The proposal, once enforced, would allow politicians that become parents to cast votes while caring for their child at home.
British politicians have voted Thursday to introduce ‘baby leave’: a proxy voting system that would allow Members of Parliament (MPs) that are new parents to nominate another MP to vote on their behalf.
It comes as part of a drive to modernise Parliament.
Labour and Conservative members Harriet Harman and Maria Miller proposed the system to allow MPs who have had a baby or adopted a child to vote on policy while caring for their infant at home.
In a briefing note, they said: “We set rules for people outside the house to take maternity, paternity and shared parental leave, and yet we ourselves have no system.”
The proposal faced no opposition and was passed by acclamation on Thursday.
It will now be examined by a Parliament committee as to how it will be implemented.
While debating the proposal in the House of Commons, Harman said she was inspired by changing attitudes among male members.
“Having talked to colleagues in all parts of the House, I know that fathers feel as strongly as mothers about this issue,” she told the House.
“That is a real change.

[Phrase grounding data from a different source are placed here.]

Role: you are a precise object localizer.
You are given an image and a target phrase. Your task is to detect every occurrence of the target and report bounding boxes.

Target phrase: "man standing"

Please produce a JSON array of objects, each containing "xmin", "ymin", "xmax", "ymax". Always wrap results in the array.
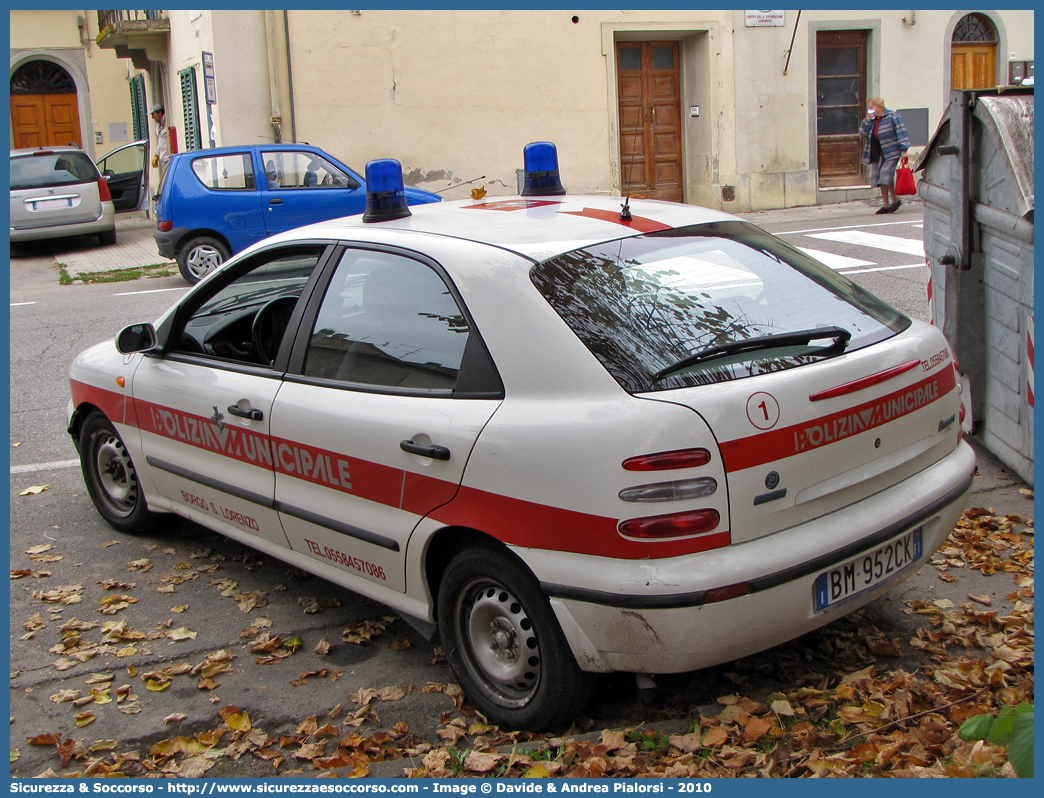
[{"xmin": 150, "ymin": 103, "xmax": 171, "ymax": 190}]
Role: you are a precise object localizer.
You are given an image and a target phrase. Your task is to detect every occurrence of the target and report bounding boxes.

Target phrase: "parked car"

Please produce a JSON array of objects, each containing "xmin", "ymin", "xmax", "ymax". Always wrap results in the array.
[
  {"xmin": 153, "ymin": 144, "xmax": 441, "ymax": 284},
  {"xmin": 69, "ymin": 145, "xmax": 975, "ymax": 731},
  {"xmin": 10, "ymin": 145, "xmax": 117, "ymax": 246},
  {"xmin": 95, "ymin": 139, "xmax": 150, "ymax": 213}
]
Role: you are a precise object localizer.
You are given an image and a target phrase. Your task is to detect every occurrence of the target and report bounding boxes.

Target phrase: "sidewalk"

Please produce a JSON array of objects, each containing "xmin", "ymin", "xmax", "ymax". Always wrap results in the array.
[{"xmin": 9, "ymin": 210, "xmax": 172, "ymax": 276}]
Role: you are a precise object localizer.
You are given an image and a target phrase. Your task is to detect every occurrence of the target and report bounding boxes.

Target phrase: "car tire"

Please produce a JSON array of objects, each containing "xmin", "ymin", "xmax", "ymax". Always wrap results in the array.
[
  {"xmin": 437, "ymin": 540, "xmax": 595, "ymax": 731},
  {"xmin": 78, "ymin": 412, "xmax": 157, "ymax": 535},
  {"xmin": 98, "ymin": 227, "xmax": 117, "ymax": 246},
  {"xmin": 177, "ymin": 236, "xmax": 230, "ymax": 284}
]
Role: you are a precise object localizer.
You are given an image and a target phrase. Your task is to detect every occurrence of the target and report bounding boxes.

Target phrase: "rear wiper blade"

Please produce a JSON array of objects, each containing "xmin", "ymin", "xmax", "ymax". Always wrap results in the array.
[{"xmin": 653, "ymin": 326, "xmax": 851, "ymax": 381}]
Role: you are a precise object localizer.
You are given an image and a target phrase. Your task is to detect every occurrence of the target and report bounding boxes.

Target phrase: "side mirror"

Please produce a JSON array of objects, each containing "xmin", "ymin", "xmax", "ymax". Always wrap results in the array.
[{"xmin": 116, "ymin": 323, "xmax": 158, "ymax": 354}]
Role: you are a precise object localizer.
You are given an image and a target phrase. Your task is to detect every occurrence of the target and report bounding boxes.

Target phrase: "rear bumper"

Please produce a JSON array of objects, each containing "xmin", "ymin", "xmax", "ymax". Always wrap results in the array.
[
  {"xmin": 10, "ymin": 204, "xmax": 115, "ymax": 243},
  {"xmin": 153, "ymin": 227, "xmax": 189, "ymax": 259},
  {"xmin": 521, "ymin": 440, "xmax": 975, "ymax": 673}
]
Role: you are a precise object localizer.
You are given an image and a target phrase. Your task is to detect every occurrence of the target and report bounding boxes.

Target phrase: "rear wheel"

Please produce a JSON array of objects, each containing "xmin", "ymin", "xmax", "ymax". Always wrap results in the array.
[
  {"xmin": 78, "ymin": 412, "xmax": 157, "ymax": 535},
  {"xmin": 98, "ymin": 227, "xmax": 117, "ymax": 246},
  {"xmin": 437, "ymin": 541, "xmax": 595, "ymax": 731},
  {"xmin": 177, "ymin": 236, "xmax": 229, "ymax": 284}
]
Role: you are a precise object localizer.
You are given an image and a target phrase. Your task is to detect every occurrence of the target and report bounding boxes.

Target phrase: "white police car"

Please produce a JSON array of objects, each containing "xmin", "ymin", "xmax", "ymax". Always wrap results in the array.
[{"xmin": 69, "ymin": 143, "xmax": 975, "ymax": 730}]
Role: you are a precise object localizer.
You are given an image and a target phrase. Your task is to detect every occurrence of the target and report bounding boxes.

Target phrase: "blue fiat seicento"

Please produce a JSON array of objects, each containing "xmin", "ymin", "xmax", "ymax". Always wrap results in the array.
[{"xmin": 153, "ymin": 144, "xmax": 440, "ymax": 283}]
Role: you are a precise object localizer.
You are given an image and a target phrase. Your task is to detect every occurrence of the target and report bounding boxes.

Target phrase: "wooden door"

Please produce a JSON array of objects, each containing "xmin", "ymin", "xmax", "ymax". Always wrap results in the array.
[
  {"xmin": 617, "ymin": 41, "xmax": 684, "ymax": 202},
  {"xmin": 951, "ymin": 44, "xmax": 996, "ymax": 89},
  {"xmin": 10, "ymin": 94, "xmax": 82, "ymax": 148},
  {"xmin": 815, "ymin": 30, "xmax": 867, "ymax": 188}
]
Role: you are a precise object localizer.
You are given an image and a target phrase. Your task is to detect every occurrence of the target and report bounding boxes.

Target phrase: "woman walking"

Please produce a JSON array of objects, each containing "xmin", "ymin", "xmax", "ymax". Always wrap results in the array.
[{"xmin": 860, "ymin": 98, "xmax": 910, "ymax": 214}]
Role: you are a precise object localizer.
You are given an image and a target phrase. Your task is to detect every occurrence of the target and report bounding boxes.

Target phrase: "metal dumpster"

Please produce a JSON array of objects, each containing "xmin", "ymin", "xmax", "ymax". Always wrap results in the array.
[{"xmin": 915, "ymin": 87, "xmax": 1034, "ymax": 485}]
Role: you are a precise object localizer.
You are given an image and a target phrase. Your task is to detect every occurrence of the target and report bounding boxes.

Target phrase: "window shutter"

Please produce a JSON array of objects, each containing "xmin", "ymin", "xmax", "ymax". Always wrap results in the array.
[
  {"xmin": 179, "ymin": 66, "xmax": 202, "ymax": 151},
  {"xmin": 130, "ymin": 75, "xmax": 148, "ymax": 141}
]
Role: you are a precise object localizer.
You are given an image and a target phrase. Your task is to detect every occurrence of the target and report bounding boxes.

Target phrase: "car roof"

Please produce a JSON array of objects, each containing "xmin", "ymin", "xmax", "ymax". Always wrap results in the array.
[
  {"xmin": 283, "ymin": 194, "xmax": 740, "ymax": 262},
  {"xmin": 10, "ymin": 145, "xmax": 87, "ymax": 157},
  {"xmin": 171, "ymin": 143, "xmax": 327, "ymax": 157}
]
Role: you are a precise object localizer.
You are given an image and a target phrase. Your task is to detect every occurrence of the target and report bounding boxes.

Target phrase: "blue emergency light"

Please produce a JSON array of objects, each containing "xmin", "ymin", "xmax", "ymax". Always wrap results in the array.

It is really gratifying to me to see younger men who are determined to be not only excellent Members of this House but sharing parents and responsible fathers who do not see their baby just as their wife’s business.
“Most wives now work, and their husbands in this House want to support them in that.”
But reservations about the concept of proxy voting in the Commons were also raised, as members typically vote in person.
“Members of Parliament are elected by their constituencies as individuals, so it is implied upon their election that their votes cannot be transferred to another MP,” said Conservative member Andrea Leadsom, adding: “The appointment of a proxy voter could be perceived as a reduction of personal accountability.”
At present, MPs who want to spend more time with their newborns can arrange to be “paired” with an MP from an opposing party who agrees to abstain from voting. But pairings would not usually apply to critical votes, such as no-confidence motions.